Caco Barcelos dá uma aula sobre o ´Orientalismo´

Date:


Caco Barcelos, profissão repórter, mostrou que é possível, apesar de  uma linha editorial rotineiramente pro-EUA/Israel da tv Globo, revelar que existe gente e família — não apenas “terroristas” — em um país como o Irã. Isso já é, demasiadamente humano, um furaço para quem se informa apenas pelas emissoras brasileiras.

Bastou um minuto de uma cena de um piquenique em um parque de Teerã, no Dia da Natureza, para que o telespectador comum tomasse um belo susto: Deus do céu, há vida humana por lá, por que nunca me contaram isso?

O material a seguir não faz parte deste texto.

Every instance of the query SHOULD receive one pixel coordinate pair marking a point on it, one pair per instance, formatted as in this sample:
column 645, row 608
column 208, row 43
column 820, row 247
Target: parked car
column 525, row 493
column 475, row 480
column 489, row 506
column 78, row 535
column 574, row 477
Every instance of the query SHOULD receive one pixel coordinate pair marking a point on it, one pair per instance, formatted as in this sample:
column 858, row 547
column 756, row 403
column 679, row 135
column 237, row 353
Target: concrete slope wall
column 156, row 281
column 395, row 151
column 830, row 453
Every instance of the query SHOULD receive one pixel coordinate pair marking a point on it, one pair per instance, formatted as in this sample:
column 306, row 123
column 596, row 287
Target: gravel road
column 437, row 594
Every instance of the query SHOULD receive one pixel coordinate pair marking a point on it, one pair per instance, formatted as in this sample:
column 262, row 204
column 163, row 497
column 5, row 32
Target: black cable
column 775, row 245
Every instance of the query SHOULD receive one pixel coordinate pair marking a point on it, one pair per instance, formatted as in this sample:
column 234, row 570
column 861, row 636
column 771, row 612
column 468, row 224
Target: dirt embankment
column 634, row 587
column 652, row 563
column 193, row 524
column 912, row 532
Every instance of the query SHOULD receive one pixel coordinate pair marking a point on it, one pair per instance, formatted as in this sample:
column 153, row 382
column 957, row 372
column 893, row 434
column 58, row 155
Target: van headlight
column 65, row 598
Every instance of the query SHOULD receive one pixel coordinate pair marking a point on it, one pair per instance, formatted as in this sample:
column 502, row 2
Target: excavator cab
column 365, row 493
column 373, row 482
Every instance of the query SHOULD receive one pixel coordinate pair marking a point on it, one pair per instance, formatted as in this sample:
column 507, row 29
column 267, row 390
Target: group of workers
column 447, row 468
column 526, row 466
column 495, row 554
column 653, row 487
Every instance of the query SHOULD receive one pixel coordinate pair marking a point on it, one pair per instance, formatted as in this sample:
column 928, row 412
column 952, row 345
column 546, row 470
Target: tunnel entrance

Deus do céu, deu água na boca aqueles espetinhos. Ah, uma cerveja antes do novo ataque dos mísseis, para ficar pensando melhor.

Na companhia do cinegrafista e também repórter Thiago Jock, Caco conseguiu um épico na sua temporada no Irã. No meio de uma multidão que esperava o apocalipse prometido por Donald Trump, testemunhou que os céus não desabaram e que a civilização daquele país continua.

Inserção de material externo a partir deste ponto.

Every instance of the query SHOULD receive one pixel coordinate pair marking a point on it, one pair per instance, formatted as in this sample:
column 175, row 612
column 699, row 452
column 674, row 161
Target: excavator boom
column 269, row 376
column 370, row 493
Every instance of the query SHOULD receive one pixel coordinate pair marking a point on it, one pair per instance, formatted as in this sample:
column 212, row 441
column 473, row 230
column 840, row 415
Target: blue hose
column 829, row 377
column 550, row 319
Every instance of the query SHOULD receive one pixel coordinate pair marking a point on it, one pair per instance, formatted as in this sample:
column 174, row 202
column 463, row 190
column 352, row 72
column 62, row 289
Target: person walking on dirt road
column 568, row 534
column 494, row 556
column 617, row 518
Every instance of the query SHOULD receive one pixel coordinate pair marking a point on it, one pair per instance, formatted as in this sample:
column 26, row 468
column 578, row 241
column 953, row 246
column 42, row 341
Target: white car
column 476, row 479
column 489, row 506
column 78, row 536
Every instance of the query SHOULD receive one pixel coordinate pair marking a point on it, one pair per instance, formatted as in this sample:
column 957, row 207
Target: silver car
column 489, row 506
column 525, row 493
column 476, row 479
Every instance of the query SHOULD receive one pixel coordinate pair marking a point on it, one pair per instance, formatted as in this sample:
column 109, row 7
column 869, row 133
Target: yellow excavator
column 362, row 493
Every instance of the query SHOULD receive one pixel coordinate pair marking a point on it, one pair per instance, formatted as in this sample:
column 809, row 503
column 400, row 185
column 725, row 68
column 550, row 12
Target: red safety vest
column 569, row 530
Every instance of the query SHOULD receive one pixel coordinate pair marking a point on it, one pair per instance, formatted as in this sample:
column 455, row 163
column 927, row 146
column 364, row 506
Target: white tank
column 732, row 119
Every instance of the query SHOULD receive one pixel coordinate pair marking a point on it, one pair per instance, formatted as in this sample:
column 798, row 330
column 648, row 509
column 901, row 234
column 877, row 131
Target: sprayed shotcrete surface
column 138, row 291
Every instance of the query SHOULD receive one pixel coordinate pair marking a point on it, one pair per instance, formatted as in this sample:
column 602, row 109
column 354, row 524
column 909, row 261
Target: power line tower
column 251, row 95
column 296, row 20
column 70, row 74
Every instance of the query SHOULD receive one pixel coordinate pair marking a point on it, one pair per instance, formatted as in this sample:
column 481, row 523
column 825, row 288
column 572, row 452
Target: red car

Caco Barcelos, profissão repórter, fez um relato do cotidiano da população diante do ataque dos EUA e de Israel. Não enalteceu, em momento algum, o regime político iraniano, deu um histórico recente sobre os protestos e contou da peleja das mulheres por dias e costumes mais respiráveis.

A reportagem mostrou, no entanto, que mesmo diante de um regime sacana, opressor e questionável, a população não é vira-lata capaz de lamber as botas e aderir ao “imperador do mundo”. Não vê em Trump a salvação, como acontece, por exemplo, com os bolsonaristas aqui nos trópicos.

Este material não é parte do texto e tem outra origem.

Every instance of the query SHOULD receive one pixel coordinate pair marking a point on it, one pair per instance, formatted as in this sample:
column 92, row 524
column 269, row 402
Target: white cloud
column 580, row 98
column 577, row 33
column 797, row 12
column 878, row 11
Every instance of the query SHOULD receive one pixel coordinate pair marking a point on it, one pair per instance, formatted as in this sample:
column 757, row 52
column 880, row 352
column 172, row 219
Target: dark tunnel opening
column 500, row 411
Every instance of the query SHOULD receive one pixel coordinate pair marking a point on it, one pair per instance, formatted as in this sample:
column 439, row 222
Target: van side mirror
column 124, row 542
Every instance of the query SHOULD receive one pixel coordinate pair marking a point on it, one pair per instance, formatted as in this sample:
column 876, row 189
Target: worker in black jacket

Sem essa pretensão didática, óbvio, mas a matéria sobre o Irã funcionou como uma breve versão popular do “Orientalismo: O Oriente como Invenção do Ocidente”, livraço de Edward Said publicado no Brasil pela Companhia das Letras. O autor revela como o Ocidente “inventou” a visão estereotipada do Oriente. Recomendo.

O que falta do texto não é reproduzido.